Tips on Refinancing to Fund a Home Improvement Project
When there are a lot of home improvements that need to be done on your home, you need to consider all of your options on how to fund this. Personal loans are a popular choice or you can go with the savings that you have to see whether you have enough to get the work done.
One method that many homeowners will try is to do a cash-out refinance and use that extra money to help them pay for the home improvements. The mortgage on your home will be for a larger amount and you have to watch out for some of the fees associated with this method, but it can be effective and low cost compared to some of the other options.
Homeowners who wish to do a refinance to help fund their home improvement project need to be prepared and ready to do this the right way. That is why we will discuss some of the top tips to help you refinance and fund your next home improvement project.
Know the Value of Your Home
Before you go into the refinancing of your home, it is important to know how much the home is worth. If you just moved in, you might not be able to refinance at all because the value of your home likely has not gone up enough.
Most lenders will only allow you to refinance up to a certain amount, usually 80% of the added value of the home to give them a little cushion and less risk of the housing market going down a bit. If you will have $100,000 in value to the home, then you can only get $80,000 of that for cash for the home with most banks.
You should not trust some of the valuation tools that are online to give you an accurate estimate. These tools are just guesses, not the real amount. Consider talking to a realtor and getting their opinion on the value of the home and whether now is a good time to refinance. Keep in mind that you will need an appraisal for the refinance so get an accurate number now.
Research More Than One Bank
Once you know the value of your home and have determined that it is worth your time to go with this for the home improvements, it is time for you to research more than one bank to get rates and terms with each one.
The interest rate that you pay is going to be important here. The lower you can get it, the better. Most of the time these refinance rates will be much lower than what you can find on a personal loan, but always double-check. You may find that the interest rates will change quite a bit over a week or even a month.
Never choose to go with the first bank you talk with. This may seem like a good idea because it saves you time, but you are missing out on some potential savings or a better deal with another bank. Crunch the numbers with at least three banks, though more is better, to make sure you are getting the best deal.
The trick here is to have the banks pull your credit at about the same time. This will give you the most accurate comparison because you are getting the current rates for each one at the same time. Plus, you can do several pulls for a mortgage or refinance in a short amount of time without harming your credit score, so it is a good idea to give it a try.
Consider the Cost of Refinancing
The next thing that you need to consider is some of the costs of refinancing.
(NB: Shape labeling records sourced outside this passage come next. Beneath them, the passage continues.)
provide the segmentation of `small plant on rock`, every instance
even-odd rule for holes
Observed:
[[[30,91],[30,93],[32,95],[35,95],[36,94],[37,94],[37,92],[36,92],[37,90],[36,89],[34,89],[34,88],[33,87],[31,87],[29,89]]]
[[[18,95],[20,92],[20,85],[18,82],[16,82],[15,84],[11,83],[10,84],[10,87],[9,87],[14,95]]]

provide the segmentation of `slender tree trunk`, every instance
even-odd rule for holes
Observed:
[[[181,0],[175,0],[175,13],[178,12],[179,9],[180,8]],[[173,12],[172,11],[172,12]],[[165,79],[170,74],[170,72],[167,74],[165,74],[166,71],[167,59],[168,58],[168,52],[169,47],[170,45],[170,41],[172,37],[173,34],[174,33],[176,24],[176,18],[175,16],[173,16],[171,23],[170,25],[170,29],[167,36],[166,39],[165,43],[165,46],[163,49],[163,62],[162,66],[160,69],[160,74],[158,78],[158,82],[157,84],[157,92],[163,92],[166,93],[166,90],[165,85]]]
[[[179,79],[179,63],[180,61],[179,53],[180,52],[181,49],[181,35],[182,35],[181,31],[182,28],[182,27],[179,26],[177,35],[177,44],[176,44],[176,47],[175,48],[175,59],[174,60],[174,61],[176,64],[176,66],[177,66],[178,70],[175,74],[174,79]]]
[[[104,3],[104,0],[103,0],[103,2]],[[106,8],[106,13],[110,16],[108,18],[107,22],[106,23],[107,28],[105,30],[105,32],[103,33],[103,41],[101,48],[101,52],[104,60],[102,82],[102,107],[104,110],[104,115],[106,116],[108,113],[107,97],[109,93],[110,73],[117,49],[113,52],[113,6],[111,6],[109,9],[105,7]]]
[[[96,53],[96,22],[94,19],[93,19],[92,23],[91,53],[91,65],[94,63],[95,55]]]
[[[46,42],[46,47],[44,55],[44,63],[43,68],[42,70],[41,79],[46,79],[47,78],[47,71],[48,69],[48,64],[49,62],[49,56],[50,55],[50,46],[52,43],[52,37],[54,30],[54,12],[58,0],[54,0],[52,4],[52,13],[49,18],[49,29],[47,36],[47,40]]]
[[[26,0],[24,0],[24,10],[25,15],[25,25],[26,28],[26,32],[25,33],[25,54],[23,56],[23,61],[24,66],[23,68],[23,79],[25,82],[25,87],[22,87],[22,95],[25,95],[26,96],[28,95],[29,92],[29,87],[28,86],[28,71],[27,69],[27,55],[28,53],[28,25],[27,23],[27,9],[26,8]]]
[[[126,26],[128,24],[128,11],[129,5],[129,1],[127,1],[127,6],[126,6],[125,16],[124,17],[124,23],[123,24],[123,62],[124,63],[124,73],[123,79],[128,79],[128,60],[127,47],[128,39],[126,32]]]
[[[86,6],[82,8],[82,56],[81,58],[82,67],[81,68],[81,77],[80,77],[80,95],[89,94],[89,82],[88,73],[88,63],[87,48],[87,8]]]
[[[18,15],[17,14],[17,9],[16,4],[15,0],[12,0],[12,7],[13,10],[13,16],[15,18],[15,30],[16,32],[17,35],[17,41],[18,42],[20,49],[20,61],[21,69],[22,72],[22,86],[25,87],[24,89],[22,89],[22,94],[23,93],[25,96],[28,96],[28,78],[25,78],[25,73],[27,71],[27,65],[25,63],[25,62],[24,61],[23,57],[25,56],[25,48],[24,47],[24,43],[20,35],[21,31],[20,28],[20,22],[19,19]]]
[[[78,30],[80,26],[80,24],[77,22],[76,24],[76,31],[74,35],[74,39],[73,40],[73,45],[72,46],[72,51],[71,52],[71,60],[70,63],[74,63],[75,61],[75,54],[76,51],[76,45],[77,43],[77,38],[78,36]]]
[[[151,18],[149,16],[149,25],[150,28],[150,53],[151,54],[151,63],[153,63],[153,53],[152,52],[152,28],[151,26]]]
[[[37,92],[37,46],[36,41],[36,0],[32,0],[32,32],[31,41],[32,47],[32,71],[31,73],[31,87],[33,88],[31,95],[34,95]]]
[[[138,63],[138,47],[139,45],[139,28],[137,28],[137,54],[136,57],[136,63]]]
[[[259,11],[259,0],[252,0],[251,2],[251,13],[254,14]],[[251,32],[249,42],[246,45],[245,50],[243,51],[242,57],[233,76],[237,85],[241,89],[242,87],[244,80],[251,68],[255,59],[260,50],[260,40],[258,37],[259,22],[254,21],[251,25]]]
It is not enough to just tell a bank you want a bigger loan and then start to make the monthly payments. There will be interest payments on the loan, new terms and conditions of the mortgage, and even fees and closing costs that go along with this loan.
While many homeowners are able to get a good interest rate that may be even lower than the original rate they took out and have money that they need for a refinance, this does not mean the new mortgage should be considered free money.
There are many fees that come with any type of mortgage, whether it is a traditional first mortgage on the home or a refinance. This can include the title fees, the lender fees, and other closing costs, like an appraisal to make sure the home is worth what you say. You will need to take a look at what these costs total out to before you decide to refinance.
Homeowners also need to consider that the new mortgage is often more expensive than the original one and you may need to be careful that you are not taking off more than you can chew here.
The best way to prepare and make sure the loan does not get too big and the fees too high is to sit down and crunch the numbers. Consider what new number, and what closing fees, you would be comfortable with, and then make sure you stick to that.
Choosing a Refinance to Fund Your Home Improvements
For some homeowners, it makes sense to use a refinance on their homes in order to fund their home improvement projects. Your home has a lot of value to it and using some of that value, often at a low-interest rate, can make a lot of sense if you do not have savings and want to get the work done quickly.
It is smart to research all of the options and make sure that you choose this wisely. It can make sense for some homeowners, but for others, it may not make a lot of sense at all. Do some of the math, consider all of the costs of refinancing, and decide whether this is right for you.